Stochastic Schroedinger equations and applications to Ehrenfest-type theorems
Franco Fagnola, Carlos M. Mora

TL;DR
This paper develops mathematical tools for analyzing open quantum systems using stochastic Schroedinger equations, establishing conditions for solution regularity, well-posedness, and Ehrenfest-type theorems, with applications to physical systems like ion traps.
Contribution
It introduces new criteria for solution existence and uniqueness in stochastic Schroedinger equations and applies these to physical quantum systems.
Findings
Established regularity conditions for solutions to linear stochastic Schroedinger equations.
Proved well-posedness and norm conservation for a broad class of open quantum systems.

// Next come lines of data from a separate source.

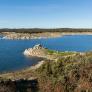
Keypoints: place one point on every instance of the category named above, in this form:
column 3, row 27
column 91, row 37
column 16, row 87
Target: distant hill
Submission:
column 35, row 30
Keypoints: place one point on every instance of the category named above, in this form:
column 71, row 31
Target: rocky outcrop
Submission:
column 36, row 51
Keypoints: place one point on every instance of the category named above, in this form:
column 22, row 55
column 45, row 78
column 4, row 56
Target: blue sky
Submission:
column 45, row 13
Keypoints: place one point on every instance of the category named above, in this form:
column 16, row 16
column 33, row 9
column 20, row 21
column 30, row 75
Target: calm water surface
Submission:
column 11, row 51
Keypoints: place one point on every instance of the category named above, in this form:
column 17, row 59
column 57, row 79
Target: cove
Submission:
column 11, row 51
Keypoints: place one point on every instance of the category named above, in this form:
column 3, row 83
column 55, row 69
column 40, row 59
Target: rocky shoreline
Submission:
column 23, row 36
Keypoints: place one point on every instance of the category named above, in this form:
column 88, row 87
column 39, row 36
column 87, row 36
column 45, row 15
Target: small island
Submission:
column 67, row 70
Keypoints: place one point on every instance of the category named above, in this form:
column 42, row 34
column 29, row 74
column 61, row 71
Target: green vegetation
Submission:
column 70, row 74
column 66, row 74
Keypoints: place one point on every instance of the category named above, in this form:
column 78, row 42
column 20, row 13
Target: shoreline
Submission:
column 44, row 35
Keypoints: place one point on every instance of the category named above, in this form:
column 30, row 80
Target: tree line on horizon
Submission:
column 39, row 30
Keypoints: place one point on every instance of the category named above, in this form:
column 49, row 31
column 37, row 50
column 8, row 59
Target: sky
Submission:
column 45, row 13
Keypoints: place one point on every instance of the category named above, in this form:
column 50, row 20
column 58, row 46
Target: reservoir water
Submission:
column 11, row 51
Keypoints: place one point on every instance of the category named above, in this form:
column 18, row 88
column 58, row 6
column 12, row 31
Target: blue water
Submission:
column 11, row 51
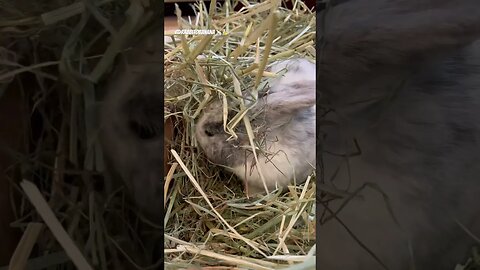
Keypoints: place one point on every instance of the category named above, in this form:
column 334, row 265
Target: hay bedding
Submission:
column 205, row 206
column 58, row 53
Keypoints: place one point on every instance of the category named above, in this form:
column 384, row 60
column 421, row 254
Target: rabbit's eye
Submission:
column 211, row 129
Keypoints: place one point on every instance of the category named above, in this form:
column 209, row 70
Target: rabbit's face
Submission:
column 283, row 124
column 131, row 135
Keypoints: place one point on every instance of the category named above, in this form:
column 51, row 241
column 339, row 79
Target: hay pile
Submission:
column 208, row 219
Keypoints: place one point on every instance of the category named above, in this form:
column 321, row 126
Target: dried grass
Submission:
column 208, row 219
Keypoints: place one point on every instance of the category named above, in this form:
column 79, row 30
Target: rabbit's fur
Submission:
column 399, row 86
column 284, row 120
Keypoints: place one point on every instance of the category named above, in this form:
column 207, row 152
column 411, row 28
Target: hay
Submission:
column 208, row 219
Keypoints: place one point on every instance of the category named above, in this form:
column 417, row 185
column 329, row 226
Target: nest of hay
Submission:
column 208, row 219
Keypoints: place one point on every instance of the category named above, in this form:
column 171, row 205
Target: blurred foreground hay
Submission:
column 58, row 55
column 212, row 222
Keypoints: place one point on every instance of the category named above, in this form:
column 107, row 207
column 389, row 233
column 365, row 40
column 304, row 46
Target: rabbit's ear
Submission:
column 359, row 38
column 287, row 98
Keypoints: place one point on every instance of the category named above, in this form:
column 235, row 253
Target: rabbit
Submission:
column 131, row 123
column 283, row 118
column 398, row 134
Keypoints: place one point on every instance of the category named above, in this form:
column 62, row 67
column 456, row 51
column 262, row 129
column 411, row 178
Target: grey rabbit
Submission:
column 398, row 133
column 131, row 129
column 283, row 118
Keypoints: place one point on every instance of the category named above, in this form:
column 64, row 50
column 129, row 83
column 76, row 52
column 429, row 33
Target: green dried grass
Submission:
column 208, row 219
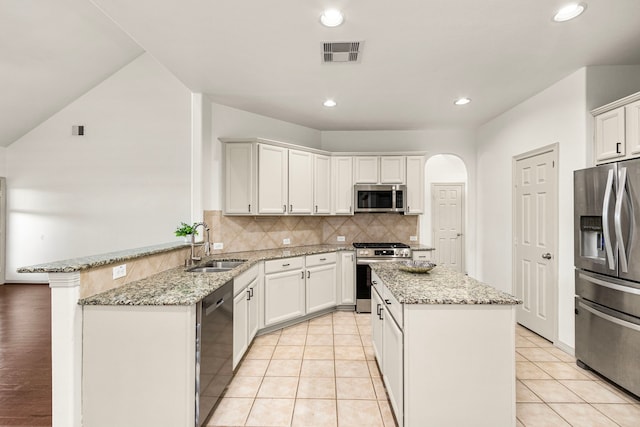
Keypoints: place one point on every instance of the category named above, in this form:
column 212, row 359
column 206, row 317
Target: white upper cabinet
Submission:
column 321, row 184
column 609, row 135
column 617, row 130
column 342, row 185
column 632, row 117
column 392, row 169
column 239, row 174
column 272, row 180
column 379, row 170
column 366, row 170
column 300, row 182
column 415, row 185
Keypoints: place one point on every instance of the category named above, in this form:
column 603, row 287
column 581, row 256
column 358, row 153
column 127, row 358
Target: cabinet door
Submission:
column 347, row 279
column 272, row 180
column 300, row 182
column 377, row 314
column 392, row 170
column 253, row 310
column 239, row 178
column 392, row 370
column 366, row 170
column 342, row 178
column 415, row 185
column 283, row 296
column 610, row 134
column 240, row 329
column 321, row 287
column 321, row 184
column 632, row 120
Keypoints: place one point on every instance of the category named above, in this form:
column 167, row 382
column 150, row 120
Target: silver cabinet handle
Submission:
column 605, row 220
column 622, row 252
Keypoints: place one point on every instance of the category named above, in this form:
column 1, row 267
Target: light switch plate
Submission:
column 119, row 271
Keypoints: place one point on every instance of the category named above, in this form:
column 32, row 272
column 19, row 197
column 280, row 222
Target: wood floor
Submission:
column 25, row 355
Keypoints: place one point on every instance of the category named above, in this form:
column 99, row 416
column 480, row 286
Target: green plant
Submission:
column 185, row 229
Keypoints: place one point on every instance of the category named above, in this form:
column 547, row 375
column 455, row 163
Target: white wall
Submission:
column 459, row 142
column 227, row 122
column 438, row 169
column 557, row 114
column 125, row 184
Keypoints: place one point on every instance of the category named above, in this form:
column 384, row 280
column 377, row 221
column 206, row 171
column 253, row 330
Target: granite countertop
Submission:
column 439, row 286
column 84, row 263
column 179, row 287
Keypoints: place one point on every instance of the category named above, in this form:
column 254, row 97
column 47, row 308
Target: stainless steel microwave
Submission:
column 380, row 198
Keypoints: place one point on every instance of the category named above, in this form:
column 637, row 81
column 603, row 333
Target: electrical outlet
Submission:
column 119, row 271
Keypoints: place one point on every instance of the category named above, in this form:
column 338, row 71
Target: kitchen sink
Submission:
column 216, row 266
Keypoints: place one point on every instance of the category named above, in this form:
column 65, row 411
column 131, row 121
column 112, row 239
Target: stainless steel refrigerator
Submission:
column 607, row 260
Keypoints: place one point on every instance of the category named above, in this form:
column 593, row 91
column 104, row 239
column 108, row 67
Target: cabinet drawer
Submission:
column 421, row 255
column 392, row 305
column 243, row 279
column 321, row 259
column 283, row 264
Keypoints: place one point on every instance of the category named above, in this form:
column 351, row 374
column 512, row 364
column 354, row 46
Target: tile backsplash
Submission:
column 242, row 233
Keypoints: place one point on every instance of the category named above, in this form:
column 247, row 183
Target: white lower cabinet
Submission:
column 246, row 304
column 284, row 293
column 392, row 359
column 321, row 287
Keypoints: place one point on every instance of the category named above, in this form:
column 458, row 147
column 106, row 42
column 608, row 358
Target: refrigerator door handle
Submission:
column 605, row 221
column 622, row 253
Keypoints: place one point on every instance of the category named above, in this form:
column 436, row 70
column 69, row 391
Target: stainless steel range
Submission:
column 368, row 253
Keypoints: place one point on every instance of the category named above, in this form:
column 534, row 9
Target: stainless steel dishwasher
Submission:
column 214, row 350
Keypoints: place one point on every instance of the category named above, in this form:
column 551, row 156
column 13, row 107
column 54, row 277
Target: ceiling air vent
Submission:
column 341, row 51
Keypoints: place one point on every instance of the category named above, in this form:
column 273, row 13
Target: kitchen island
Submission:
column 445, row 344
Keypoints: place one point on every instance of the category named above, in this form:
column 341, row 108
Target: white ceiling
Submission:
column 265, row 56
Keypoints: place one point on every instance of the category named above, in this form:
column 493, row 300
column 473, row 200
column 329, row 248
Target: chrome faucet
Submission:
column 207, row 245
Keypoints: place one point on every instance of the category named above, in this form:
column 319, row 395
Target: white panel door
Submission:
column 448, row 225
column 534, row 210
column 272, row 180
column 300, row 182
column 321, row 184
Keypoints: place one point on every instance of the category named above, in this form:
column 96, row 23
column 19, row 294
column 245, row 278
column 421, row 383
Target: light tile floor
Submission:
column 551, row 390
column 323, row 373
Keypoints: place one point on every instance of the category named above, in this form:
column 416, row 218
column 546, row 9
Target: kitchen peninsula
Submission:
column 444, row 340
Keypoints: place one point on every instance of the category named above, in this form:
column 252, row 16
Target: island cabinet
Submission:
column 445, row 345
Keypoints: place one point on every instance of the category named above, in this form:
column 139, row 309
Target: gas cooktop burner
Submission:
column 379, row 245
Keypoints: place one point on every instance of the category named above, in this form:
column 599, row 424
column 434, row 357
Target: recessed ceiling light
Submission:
column 569, row 12
column 331, row 18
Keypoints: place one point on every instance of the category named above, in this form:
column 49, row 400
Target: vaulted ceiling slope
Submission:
column 265, row 56
column 52, row 52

Derived Ehrenfest-type theorems describing the evolution of quantum observables.
Abstract
We study stochastic evolution equations describing the dynamics of open quantum systems. First, using resolvent approximations, we obtain a sufficient condition for regularity of solutions to linear stochastic Schroedinger equations driven by cylindrical Brownian motions applying to many physical systems. Then, we establish well-posedness and norm conservation property of a wide class of open quantum systems described in position representation. Moreover, we prove Ehrenfest-type theorems that describe the evolution of the mean value of quantum observables in open systems. Finally, we give a new criterion for existence and uniqueness of weak solutions to non-linear stochastic Schroedinger equations. We apply our results to physical systems such as fluctuating ion traps and quantum measurement processes of position.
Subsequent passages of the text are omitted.